Public sector banks are bleeding today - swept over by changes and stiff competition. They have to get their act together on ironing out critical problems, or the government stands to lose its cardinal lifeline to development. While non-performing assets (NPAs) are just the tip of the iceberg, the real crisis lies in a clear lack of leadership, talent, culture, strategy and capability in public sector banks.
Ravi Venkatesan, chairman of the Bank of Baroda, has identified three major challenges facing PSU banks, today:
1. Inability to attract talent: PSU banks are unable to hire the best talent in the market – thanks to an obsolete compensation and promotion policy. There is no great encouragement for meritocracy or for developing specialised talent. Consider this: “the chairperson of India’s largest and extraordinarily well run State Bank of India makes less than a tenth of her private sector counterparts.”

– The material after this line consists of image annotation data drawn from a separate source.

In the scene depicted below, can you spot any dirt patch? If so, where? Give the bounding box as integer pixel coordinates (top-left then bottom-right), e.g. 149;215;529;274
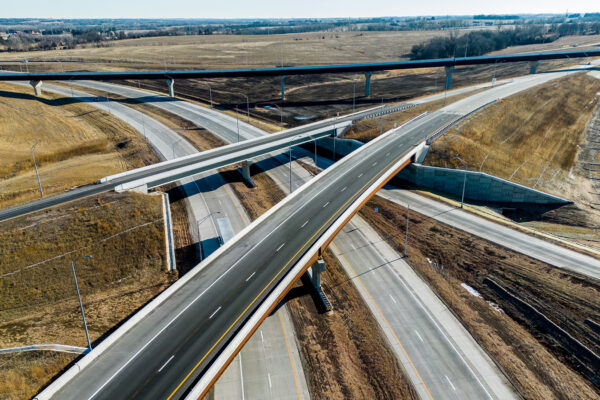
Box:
425;74;600;244
0;193;176;398
360;197;600;399
221;165;417;399
0;79;158;207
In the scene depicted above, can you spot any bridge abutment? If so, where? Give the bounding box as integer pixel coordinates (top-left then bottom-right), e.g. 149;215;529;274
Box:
444;66;454;90
529;60;540;74
240;161;256;187
365;71;373;97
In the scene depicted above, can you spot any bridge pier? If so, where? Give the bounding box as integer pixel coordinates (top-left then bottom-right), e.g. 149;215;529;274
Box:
29;81;42;96
444;65;454;90
167;79;175;97
240;161;256;187
307;257;333;313
365;71;373;97
529;60;540;74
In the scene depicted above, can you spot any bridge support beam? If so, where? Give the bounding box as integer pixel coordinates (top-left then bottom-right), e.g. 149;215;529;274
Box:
308;257;333;313
240;161;256;187
529;60;540;74
444;66;454;90
29;81;42;96
167;79;175;97
365;71;373;97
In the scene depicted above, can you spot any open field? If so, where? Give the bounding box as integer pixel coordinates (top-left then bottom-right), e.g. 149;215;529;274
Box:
360;197;600;399
0;193;176;399
0;83;158;208
216;165;417;399
425;73;600;244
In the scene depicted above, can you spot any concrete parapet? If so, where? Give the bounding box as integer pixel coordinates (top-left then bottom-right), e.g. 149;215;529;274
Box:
397;164;570;204
240;161;256;187
162;193;177;271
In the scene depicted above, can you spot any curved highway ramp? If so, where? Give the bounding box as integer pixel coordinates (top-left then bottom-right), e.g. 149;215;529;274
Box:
32;109;458;399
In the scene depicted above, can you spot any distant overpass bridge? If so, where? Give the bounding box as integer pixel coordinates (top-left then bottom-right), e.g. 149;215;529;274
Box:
0;49;600;99
32;61;600;399
0;103;412;221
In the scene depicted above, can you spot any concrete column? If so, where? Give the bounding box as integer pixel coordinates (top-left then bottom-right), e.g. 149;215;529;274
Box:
365;72;373;97
444;66;454;90
310;258;325;290
29;81;42;96
167;79;175;97
529;60;540;74
240;161;256;187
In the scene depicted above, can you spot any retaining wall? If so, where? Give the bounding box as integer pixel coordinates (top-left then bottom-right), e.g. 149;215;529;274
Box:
397;164;570;204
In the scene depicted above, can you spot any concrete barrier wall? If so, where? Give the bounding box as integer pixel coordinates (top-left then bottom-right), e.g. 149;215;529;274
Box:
317;137;363;156
317;137;570;204
397;164;570;204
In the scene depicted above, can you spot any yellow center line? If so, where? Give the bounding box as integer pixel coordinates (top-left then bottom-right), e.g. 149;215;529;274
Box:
167;141;408;400
331;243;433;400
277;311;302;400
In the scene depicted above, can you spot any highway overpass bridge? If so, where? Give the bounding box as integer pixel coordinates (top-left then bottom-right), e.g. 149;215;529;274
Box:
0;49;600;99
29;60;600;399
38;108;452;399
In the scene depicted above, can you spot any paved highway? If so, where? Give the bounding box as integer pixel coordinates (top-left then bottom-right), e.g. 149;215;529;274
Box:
48;101;464;399
0;85;400;221
35;61;596;397
8;85;309;400
379;188;600;279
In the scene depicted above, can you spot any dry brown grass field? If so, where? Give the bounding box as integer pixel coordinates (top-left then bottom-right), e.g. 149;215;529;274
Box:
425;73;600;244
0;83;158;208
0;31;468;71
0;193;176;399
360;197;600;400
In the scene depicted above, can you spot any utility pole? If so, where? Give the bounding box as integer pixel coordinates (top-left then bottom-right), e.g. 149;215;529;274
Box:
71;254;92;351
31;141;44;199
404;204;410;258
454;156;468;208
235;104;240;143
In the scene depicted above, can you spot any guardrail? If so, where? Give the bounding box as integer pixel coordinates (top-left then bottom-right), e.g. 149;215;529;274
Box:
425;99;498;146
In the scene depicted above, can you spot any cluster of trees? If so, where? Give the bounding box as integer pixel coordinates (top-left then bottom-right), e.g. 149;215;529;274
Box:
410;22;600;60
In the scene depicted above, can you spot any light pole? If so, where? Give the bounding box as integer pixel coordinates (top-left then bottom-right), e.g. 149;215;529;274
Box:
454;156;468;208
273;104;283;130
290;135;302;194
31;140;44;199
204;82;213;108
242;94;250;123
196;211;221;261
352;81;356;112
235;104;240;143
404;204;410;258
173;138;183;158
71;254;92;351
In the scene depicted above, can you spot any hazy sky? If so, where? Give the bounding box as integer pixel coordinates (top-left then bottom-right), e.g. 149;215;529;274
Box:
0;0;600;18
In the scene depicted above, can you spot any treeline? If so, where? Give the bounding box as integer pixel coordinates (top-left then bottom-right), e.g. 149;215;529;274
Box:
409;22;600;60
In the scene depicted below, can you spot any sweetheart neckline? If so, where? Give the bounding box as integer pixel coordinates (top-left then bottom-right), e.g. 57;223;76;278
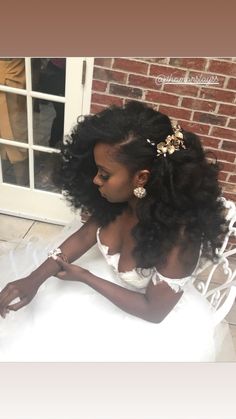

2. Technological disruption: Banking sector requires IT expertise so much more now as the world’s top banks are competing with IT giants to hire the best talents in physics, mathematics and science. Areas like big data, analytics and real-time monitoring have taken off in a big way. Besides, new fin-tech will soon render business model of many banks unviable.
3. Governance: Bank boards lack the authority to hire directors, who can bring the much-needed expertise or perspective, leading to bad governance. Boards do not appoint the managing director or the executive directors, nor do they have the authority to incentivise or manage performance or terminate management. In the absence of a clear authority, there is a risk of bank managing directors getting orders from more than one quarter like parliamentarians, RBI, the finance ministry and Bank Board Bureau.
Some of the solutions suggested by the author to bring about a transformation in public sector banks, and to rein in their rapidly plummeting market share are – a monumental upgrade of the talent pool as well as technology along with better compensation, room for enterprise and merit-based promotion policies.